Эта ситуация активно влияла на деятельность образованных меценатов. Один из них, проживавший тогда в Париже меценат Василий Нарышкин, собрав интересную коллекцию декоративно-прикладного искусства, подарил ее Александру II.

Государь распределил этот дар между Эрмитажем и Обществом поощрения художников. Представители последнего создали собственный художественно-промышленный музей, число даров которому постоянно возрастало.

Большой интерес Великой княгини вызывало развитие в Петербурге архитектурного стиля модерн, отличавшегося сочетанием разных объемов с перетекающими формами и линиями. Цветные витражи, нарядные мозаики, пронизанные паутиной затейливых решеток, различные архитектурные детали-объемы напоминали огромные бутоны каменных цветов. Стиль модерн подчеркивал свою непохожесть, хотел вернуть человека в мир покоя и добрых размышлений. Наиболее ярко выразил себя модерн в особняках, где исчезало чувство времени, где каждая деталь рассматривалась как полноправная часть дома[154].

Авторы трехтомника отмечают, что неоценимую помощь русской художественной промышленности оказал придворный банкир, владелец многих заводов и железных дорог Александр Штиглиц. В 1876 г. он открыл в Петербурге Училище технического рисования, а на его базе создал музей, который к середине 1890-х гг. стал усиленно соперничать с европейскими собраниями. Вскоре и хранители Эрмитажа начали всерьез говорить о создании отдела прикладного искусства.
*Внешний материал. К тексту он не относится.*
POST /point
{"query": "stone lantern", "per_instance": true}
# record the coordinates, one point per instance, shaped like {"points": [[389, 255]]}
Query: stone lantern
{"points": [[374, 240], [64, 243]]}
В 1884 г. сын крупного золотопромышленника Александр Базилевский, проживавший в Париже, решил продать свою знаменитую коллекцию. В свое время, начав формирование коллекции с предметов христианского искусства с первых веков нашего времени до поздней готики, он постепенно расширил круг своих интересов. Париж уже готовился к аукциону, но Александр III выкупил всю коллекцию, а Эрмитаж пополнился собраниями драгоценной церковной утвари, изделиями из резной кости, эмалей, майолик, фаянса. К концу царствования Александра III отделение прикладного искусства Эрмитажа сравнялось с позициями целого ряда европейских музеев[155].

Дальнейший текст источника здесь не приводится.